Информация была интересная, ничего не скажешь. Я сразу доложил взводному, тот передал комбату. Некоторое время спустя Влад подсказал, что информация эта у командования уже имеется.
Позже мы с Василием рассуждали, что за ходы такие подземные? Боевой товарищ предположил, что они сохранились ещё с 17 века — с тех времён, когда город был пограничной крепостью на южной окраине Московского государства. В те времена подземелья связывали все башни крепости, имелся и выход к реке…
— Ну, есть ход, а дальше-то что?
— А то, что если взять десяток бойцов да ходом этим к Владимирской церкви выйти…
— Стоп. Что за Владимирская церковь?
В отличие от меня, лейтенант историей города и его географией не очень интересовался; всё больше бабами.
— Это храм, рядом с которым Василия ранили. Так вот, если пройти к нему, выкурить фрицев с колокольни да самим по Покровской ударить, можно обеспечить успешную контратаку батальона.
Сейчас лицо Влада будто высечено из камня. И где его оптимизм?
— Не знаю, план рискованный…
Взводного можно понять: хоть я и прошу всего отделение, фактически вверенное подразделение сократится примерно на треть. С кем воевать? Ещё сложнее согласовать план с комбатом (комроты ещё как-то подвинется). Ну не любят наши старшие командиры хоть каких-то отступлений от линейной тактики, не любят и боятся. Пытаться атаковать с фланга, попробовать обойти противника — вы о чём?! Решили к врагу перекинуться? Только лобовая атака, только в штыки, да чтоб с криком «ура», да чтобы в рост, не дай Бог, заляжете!
Почему так? Да потому, что с командиров за потери не спрашивают. Батальон комбат угробил — молодец, волевой мужик, крепко дрался! А вот за переход людей к противнику спросят по полной. И никакой самостоятельности у среднего командирского звена за редким исключением нет. Никто также не потерпит даже крохотных отступлений от уставов. А сколько народу погибло только потому, что в начале войны окопы уставами не признавались? Максимум стрелковые ячейки, и то в крайнем случае! Вот и рвут нас немцы, у них-то что наступление, что оборона отлажены идеально…
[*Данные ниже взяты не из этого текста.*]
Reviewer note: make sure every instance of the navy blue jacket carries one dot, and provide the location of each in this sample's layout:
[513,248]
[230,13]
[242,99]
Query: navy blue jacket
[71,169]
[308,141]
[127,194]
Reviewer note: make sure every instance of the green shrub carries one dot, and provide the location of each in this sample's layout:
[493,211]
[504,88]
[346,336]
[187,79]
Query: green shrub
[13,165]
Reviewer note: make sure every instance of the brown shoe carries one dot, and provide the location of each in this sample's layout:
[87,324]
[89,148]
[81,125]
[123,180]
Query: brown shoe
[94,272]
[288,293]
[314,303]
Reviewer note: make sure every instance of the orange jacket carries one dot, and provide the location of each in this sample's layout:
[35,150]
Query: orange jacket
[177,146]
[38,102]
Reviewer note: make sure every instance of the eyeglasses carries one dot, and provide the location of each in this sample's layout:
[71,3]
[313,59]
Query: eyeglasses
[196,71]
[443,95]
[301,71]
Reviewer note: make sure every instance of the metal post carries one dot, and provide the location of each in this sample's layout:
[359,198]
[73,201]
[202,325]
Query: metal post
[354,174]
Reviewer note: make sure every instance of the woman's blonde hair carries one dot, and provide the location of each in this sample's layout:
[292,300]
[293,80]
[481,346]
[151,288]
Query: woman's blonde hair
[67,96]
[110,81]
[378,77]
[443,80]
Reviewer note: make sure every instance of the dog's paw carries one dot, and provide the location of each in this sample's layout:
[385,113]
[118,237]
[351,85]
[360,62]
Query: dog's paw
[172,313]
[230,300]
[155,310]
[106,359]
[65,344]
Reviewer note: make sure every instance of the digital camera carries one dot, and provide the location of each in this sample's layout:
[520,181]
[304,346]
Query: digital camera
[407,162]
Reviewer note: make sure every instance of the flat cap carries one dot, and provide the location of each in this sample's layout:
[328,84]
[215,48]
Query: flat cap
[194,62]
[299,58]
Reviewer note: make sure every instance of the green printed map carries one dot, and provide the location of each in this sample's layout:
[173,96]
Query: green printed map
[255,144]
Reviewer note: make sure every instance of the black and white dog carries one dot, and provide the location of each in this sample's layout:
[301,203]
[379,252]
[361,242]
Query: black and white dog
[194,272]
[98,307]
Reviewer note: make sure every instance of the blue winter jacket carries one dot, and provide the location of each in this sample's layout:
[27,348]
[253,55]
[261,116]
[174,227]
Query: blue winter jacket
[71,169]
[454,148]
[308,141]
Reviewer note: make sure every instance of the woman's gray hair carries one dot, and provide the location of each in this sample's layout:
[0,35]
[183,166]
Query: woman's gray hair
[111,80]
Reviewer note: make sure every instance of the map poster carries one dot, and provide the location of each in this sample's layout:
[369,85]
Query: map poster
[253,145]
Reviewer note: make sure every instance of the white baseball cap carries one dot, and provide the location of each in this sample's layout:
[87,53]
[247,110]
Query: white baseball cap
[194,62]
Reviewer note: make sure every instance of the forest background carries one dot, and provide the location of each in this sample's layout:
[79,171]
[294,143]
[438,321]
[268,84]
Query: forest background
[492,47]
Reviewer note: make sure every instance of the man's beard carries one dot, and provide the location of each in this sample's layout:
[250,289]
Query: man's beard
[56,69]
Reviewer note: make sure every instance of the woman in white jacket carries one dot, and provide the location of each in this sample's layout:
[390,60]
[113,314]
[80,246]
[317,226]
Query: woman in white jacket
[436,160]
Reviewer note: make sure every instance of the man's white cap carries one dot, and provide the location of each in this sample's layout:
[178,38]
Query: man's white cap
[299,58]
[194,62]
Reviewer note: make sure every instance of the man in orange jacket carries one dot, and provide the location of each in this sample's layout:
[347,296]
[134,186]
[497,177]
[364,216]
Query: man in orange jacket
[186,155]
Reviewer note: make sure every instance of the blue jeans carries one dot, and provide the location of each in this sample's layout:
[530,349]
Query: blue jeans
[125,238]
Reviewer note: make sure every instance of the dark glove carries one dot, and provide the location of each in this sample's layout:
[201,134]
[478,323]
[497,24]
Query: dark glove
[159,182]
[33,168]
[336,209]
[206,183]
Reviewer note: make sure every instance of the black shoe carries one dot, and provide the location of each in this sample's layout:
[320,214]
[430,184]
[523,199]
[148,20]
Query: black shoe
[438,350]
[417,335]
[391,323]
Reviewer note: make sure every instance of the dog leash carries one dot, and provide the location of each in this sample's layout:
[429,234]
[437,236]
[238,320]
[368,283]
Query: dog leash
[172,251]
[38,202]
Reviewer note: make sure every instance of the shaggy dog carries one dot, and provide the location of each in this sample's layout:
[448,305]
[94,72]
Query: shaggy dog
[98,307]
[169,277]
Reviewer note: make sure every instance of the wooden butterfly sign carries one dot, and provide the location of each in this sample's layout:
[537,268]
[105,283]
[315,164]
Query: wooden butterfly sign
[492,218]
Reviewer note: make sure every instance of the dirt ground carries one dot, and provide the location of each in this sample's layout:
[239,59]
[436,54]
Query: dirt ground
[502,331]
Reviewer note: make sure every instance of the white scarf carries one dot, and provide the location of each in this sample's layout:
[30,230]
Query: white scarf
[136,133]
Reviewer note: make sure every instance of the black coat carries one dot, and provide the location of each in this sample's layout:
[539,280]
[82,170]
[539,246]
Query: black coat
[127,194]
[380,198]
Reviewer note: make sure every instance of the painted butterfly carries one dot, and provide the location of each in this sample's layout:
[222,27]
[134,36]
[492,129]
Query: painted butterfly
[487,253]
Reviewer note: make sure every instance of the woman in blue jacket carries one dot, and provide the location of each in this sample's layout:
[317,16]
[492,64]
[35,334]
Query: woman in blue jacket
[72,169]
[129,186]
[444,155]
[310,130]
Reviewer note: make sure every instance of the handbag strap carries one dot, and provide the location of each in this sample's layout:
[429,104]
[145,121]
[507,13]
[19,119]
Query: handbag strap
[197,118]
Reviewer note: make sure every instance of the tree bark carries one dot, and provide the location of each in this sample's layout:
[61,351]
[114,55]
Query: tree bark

— Влад! — оборачиваюсь, слышат ли нас бойцы неподалёку? — Да раскрой глаза! У нас иного варианта нет, а мой план имеет хоть какой-то шанс на успех! Хрен с ними, со штабными дуболомами, у них только «давай-давай» да мат через слово. Мы-то за что сражаемся? Перед кем тянемся? Долго ещё нас фрицы гнать будут?
Лицо командира и товарища стало злым. Лейтенант коротко ответил:
— Хватит мораль читать. Сам знаю. Бери своё отделение, вас как раз 9 человек осталось, пробуй.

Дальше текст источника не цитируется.